Mark Johnson, defense manager for Big Brother Watch echoed Ms Akram’s privacy fears.
He told MailOnline: ‘ANPR is one of the biggest surveillance networks in the UK, but it remains dangerously unregulated.
‘Sadiq Khan’s decision to extend police access to this database of public movements is a deeply troubling move.
‘London is one of the most closely watched cities in the world and already has a reputation as Britain’s panopticon.
Sadiq Khan has often discussed the poor air quality in parts of London and has drawn attention to climate change (Pictured: Sadiq Khan at an air quality monitoring station)
“The mayor should be more respectful of Londoners’ right to privacy and shelve these plans.”
TfL have been working with Met Police to track down criminals due to their extensive CCTV coverage and comprehensive ticketing and payment data.
The most recent update shows that UK police forces requested information from TfL 17,020 times, with over 16,000 between the Met and the UK Transport Police alone.
The Met also made 11,870 CCTV requests from bus and train companies operated by TfL. There were 249 arrest requests for murderers, 1,251 for thieves and 1,224 for sexual offenders.
Meanwhile, police have requested 43 audio recordings of London buses in connection with traffic accidents.
When Mr Khan’s plans first surfaced, Sian Berry asked him to reverse his “hasty decision”. She said: “I am deeply disappointed that the mayor has not heeded repeated warnings that sharing cameras from the expanded clean air zone with police was a huge increase in surveillance of Londoners that his office should not condone.”
The Met Police have had access to CCTV and recordings of companies operated by TfL.
The mayor has proposed that the ULEZ boundary be extended from the north and south ring roads to cover all 33 London boroughs from 29 August 2023 in a bid to reduce toxic air pollution in the capital.

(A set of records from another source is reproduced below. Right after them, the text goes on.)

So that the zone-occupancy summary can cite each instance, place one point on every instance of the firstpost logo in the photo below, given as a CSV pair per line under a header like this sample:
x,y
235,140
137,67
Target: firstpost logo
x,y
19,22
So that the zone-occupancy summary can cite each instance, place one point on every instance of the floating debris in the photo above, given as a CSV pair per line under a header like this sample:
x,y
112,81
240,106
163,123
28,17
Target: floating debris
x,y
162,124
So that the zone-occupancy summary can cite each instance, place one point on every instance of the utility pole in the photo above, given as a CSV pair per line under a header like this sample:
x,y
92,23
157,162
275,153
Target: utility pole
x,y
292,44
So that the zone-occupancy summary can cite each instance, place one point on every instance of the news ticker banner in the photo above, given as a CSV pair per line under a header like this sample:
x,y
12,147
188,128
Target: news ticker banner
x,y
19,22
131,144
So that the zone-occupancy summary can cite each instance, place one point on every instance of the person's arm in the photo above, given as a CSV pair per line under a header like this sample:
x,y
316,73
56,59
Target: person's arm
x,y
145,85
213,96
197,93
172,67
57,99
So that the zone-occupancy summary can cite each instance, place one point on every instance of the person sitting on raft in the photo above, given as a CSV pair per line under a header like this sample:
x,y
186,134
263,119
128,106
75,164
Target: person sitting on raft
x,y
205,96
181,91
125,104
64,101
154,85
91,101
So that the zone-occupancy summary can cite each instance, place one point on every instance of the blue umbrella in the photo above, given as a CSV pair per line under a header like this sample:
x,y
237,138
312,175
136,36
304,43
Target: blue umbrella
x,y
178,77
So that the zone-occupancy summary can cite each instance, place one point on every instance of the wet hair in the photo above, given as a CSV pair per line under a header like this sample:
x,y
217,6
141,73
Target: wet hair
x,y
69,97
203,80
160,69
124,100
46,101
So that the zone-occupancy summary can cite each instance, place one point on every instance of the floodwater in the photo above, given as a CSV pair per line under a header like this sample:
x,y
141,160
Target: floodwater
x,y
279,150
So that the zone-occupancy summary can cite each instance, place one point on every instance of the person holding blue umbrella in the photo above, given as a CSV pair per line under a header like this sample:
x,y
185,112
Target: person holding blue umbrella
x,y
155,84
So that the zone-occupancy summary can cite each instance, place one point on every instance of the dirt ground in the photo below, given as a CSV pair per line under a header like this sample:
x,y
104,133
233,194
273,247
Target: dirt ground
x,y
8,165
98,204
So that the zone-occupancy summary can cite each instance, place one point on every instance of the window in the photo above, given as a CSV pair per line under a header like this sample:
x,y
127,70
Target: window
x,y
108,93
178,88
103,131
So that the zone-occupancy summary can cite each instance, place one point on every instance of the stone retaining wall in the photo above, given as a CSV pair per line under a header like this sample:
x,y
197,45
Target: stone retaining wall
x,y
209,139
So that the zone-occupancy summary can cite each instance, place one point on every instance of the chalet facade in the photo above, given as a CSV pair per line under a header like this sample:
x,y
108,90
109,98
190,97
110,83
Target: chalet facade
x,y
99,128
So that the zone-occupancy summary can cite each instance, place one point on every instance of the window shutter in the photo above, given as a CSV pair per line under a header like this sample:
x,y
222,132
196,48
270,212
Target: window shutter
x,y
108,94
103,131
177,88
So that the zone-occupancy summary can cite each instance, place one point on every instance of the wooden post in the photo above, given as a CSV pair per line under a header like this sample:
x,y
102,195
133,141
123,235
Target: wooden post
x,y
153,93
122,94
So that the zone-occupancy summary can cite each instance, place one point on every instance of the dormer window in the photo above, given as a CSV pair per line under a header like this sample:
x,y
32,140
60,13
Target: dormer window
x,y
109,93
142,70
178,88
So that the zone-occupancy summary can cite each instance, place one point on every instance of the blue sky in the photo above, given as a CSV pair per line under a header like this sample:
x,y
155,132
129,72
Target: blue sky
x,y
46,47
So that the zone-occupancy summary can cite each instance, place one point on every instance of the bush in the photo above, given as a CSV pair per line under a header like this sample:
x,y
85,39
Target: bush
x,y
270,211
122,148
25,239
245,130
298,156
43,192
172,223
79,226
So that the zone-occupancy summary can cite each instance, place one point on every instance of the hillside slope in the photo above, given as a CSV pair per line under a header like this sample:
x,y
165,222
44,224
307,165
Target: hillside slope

“I have been telling the mayor since 2019 that sharing this data with the police is wrong and that Londoners should have a say in any decision.
“With so many horrifying revelations driving trust in our police to an all-time low, Londoners should have been asked if they would trust them with this massive database of their daily movements.
“The expanded Ultra Low Emission Zone has been helping to reduce air pollution for many months, without all of this data being shared with the police, and the mayor must now reverse his hasty decision and instead protect the privacy of Londoners”.
The Met has come under intense scrutiny in recent years. Commissioner Sir Mark Rowley acknowledged last year that hundreds of Scotland Yard officers are actually “criminals in uniform” and should be sacked.